(fot. Bentley)

Bentley martwi się, że jego elektryk będzie… zbyt szybki, więc pojawi się tryb ograniczenia mocy

Co prawda w elektrycznym Bentleyu nie usłyszymy już dźwięku ogromnego silnika W12, ale na brak emocji chyba nikt nie będzie narzekał. Ma on zapewnić wręcz niewiarygodną moc i przyspieszenie, które może sprawić, że niektórzy kierowcy i pasażerowie poczują się źle.

Nawet 1400 koni mechanicznych!

Wcześniej mogliśmy usłyszeć, że marka Bentley, znana z samochodów wyposażonych w naprawdę duże jednostki spalinowe, zamierza przejść na wyłącznie silniki elektryczne. Nie powinno to nikogo dziwić, bowiem do nadchodzących zmian musi dostosować się każdy producent, który chce sprzedawać samochody w Europie po 2035 roku.

Oczywiście montowane silniki V8 i W12 są jednym z symboli luksusu i prestiżu oferowanego przez brytyjsko-niemieckie samochody. Ich brak odbierze część charakteru, ale niekoniecznie będzie oznaczał skręcenie w złym kierunku. Ewentualne braki w doznaniach akustycznych firma zamierza nadrobić imponującą mocą.

Adrian Hallmark, dyrektor generalny Bentleya, w ostatnio udzielonym wywiadzie, zdradził kilka szczegółów na temat przyszłego elektryka.

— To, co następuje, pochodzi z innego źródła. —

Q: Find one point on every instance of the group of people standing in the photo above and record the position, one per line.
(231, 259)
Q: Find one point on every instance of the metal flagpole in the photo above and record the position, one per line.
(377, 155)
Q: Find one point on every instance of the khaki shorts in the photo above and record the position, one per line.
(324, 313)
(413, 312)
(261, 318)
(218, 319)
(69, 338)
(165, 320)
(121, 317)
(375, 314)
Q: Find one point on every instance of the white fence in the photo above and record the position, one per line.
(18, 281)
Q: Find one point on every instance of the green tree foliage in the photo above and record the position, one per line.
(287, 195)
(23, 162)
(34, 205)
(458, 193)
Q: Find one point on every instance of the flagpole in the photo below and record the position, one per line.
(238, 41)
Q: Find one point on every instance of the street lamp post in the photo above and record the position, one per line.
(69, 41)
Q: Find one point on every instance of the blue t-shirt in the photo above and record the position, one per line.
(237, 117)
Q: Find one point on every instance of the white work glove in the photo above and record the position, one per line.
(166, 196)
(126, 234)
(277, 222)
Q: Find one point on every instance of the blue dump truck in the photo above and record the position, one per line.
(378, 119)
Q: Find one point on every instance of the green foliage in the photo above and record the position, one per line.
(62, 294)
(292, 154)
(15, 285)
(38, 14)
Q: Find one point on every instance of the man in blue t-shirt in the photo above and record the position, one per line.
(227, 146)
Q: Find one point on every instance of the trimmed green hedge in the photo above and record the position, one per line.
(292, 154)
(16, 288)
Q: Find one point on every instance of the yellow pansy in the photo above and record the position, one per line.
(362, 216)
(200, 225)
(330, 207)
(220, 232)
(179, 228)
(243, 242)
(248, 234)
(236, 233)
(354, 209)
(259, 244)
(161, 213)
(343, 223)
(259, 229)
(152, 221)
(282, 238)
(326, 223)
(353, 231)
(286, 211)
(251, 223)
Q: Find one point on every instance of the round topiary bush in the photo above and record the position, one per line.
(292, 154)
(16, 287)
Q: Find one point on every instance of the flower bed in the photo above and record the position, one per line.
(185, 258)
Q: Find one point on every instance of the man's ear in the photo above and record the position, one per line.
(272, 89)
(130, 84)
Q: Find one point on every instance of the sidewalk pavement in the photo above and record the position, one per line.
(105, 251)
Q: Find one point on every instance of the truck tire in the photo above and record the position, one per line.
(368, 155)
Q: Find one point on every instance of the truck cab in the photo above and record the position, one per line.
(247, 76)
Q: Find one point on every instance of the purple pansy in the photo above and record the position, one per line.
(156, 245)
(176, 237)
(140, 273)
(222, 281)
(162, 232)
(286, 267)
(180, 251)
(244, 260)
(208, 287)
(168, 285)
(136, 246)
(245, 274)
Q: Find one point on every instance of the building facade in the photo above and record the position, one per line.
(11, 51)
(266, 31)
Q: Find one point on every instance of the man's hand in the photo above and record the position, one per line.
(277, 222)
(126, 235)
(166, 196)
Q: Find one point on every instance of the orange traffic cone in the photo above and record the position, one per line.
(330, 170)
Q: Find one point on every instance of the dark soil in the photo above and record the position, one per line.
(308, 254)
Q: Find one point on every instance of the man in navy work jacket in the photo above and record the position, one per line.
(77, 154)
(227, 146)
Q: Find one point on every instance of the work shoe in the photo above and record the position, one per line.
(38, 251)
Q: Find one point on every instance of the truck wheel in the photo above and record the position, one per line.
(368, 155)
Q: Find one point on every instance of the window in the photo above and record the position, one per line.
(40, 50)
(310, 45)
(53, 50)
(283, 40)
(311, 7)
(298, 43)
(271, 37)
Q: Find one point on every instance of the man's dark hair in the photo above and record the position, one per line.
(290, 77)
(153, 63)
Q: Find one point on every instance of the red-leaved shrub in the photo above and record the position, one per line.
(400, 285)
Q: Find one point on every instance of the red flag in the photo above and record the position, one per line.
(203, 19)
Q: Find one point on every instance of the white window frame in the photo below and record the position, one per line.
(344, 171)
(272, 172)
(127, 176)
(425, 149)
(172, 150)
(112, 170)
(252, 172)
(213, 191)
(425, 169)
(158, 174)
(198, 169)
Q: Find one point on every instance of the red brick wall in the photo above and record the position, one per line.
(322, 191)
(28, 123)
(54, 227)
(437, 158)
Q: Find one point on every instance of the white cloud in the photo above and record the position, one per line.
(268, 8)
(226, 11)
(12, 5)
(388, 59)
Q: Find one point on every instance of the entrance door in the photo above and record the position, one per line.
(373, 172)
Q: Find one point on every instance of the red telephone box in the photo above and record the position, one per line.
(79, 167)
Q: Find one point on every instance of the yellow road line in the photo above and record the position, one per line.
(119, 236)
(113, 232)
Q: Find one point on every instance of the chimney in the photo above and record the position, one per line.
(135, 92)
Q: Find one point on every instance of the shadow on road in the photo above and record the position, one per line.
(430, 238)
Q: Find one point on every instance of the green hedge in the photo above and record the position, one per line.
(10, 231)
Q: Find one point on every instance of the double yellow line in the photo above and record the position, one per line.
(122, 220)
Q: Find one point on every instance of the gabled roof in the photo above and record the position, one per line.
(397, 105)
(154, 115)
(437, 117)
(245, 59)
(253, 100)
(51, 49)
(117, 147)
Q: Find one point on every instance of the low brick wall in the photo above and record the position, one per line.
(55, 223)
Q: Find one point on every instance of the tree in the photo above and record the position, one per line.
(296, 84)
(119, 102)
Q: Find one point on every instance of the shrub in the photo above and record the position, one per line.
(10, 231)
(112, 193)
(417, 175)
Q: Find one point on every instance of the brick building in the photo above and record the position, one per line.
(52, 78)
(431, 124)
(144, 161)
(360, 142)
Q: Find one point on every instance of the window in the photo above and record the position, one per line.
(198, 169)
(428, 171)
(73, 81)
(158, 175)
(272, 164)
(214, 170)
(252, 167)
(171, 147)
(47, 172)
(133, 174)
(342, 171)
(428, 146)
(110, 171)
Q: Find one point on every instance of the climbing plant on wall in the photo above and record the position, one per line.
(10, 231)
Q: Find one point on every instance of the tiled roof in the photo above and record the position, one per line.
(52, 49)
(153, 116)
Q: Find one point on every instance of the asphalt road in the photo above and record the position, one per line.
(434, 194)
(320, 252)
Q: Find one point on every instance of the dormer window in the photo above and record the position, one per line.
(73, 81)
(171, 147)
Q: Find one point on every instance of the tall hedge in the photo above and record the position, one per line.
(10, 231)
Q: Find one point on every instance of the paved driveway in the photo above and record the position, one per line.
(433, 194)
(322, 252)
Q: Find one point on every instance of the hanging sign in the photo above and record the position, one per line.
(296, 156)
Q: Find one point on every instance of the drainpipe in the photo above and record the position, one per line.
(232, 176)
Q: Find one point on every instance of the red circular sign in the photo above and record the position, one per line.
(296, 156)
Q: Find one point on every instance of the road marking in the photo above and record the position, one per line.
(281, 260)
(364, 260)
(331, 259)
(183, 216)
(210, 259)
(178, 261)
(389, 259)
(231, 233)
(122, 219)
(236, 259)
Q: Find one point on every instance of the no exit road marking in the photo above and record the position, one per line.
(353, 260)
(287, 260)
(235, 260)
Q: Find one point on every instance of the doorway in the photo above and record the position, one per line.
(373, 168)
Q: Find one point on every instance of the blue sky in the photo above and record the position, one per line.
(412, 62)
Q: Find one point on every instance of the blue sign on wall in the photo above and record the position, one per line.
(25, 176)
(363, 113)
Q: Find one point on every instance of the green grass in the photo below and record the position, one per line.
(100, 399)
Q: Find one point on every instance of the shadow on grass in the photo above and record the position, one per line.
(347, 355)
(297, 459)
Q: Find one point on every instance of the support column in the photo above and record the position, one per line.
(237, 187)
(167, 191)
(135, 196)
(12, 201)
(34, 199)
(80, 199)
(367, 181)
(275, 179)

Dowiedzieliśmy się, że na pokładzie znajdą się silniki elektryczne, które wygenerują łączną moc sięgającą nawet 1400 KM. Jak łatwo się domyślić, tak ogromna moc przełoży się również na imponujące osiągi.

koncepcyjny Bentley
(fot. Bentley)

Według Hallmarka, przyspieszenie od 0 do 60 mil na godzinę ma wynosić zaledwie 1,5 sekundy. Trzeba przyznać, że brzmi to wręcz niewiarygodnie, ponieważ firma będzie musiała poradzić sobie z ogromnymi przeciążeniami, wpływającymi na cały samochód i jego poszczególne elementy. Ponadto dużym wyzwaniem będzie zapewnienie odpowiedniej wytrzymałości oponom i samo przeniesienie tak dużej mocy na asfalt.

Co ciekawe, Bentley twierdzi, że to nie osiągi w zakresie 0-60 mil na godzinę będą podstawowym punktem sprzedaży. Główną zaletą nowego elektryka ma być możliwość szybkiego wyprzedzania, a więc przyspieszenie w zakresie około 30-70 (ok. 48-112 km/h) i 30-150 mil (ok. 48-241 km/h) na godzinę – drugi scenariusz dotyczy jazdy w Niemczech.

Samochód ma zostać oparty na elektrycznej platformie PPE, która została zaprojektowana przez Audi i znajdzie się również w modelu Audi A6 e-tron, a także w nowym, w pełni elektrycznym Porsche Macan.

Nie wszyscy wytrzymają osiągi elektrycznego Bentleya

Jeśli faktycznie otrzymamy przyspieszenie na poziomie 1,5 sekundy, to dużym przeciążeniom będzie poddawany nie tylko samochód, ale również kierowca i pasażerowie. Dla części osób takie osiągi mogą okazać się niekomfortowe i nawet doprowadzić do złego samopoczucia.

Brytyjsko-niemiecki producent najwidoczniej zdaje sobie z tego sprawę. Adrian Hallmark zapowiedział, że elektryczny Bentley otrzyma dodatkowy tryb, który zmniejszy dostępną moc, co przełoży się na przyspieszenie w czasie 2,7 sekundy. Wciąż sporo, ale różnica może okazać się znacząca dla bardziej wrażliwych osób.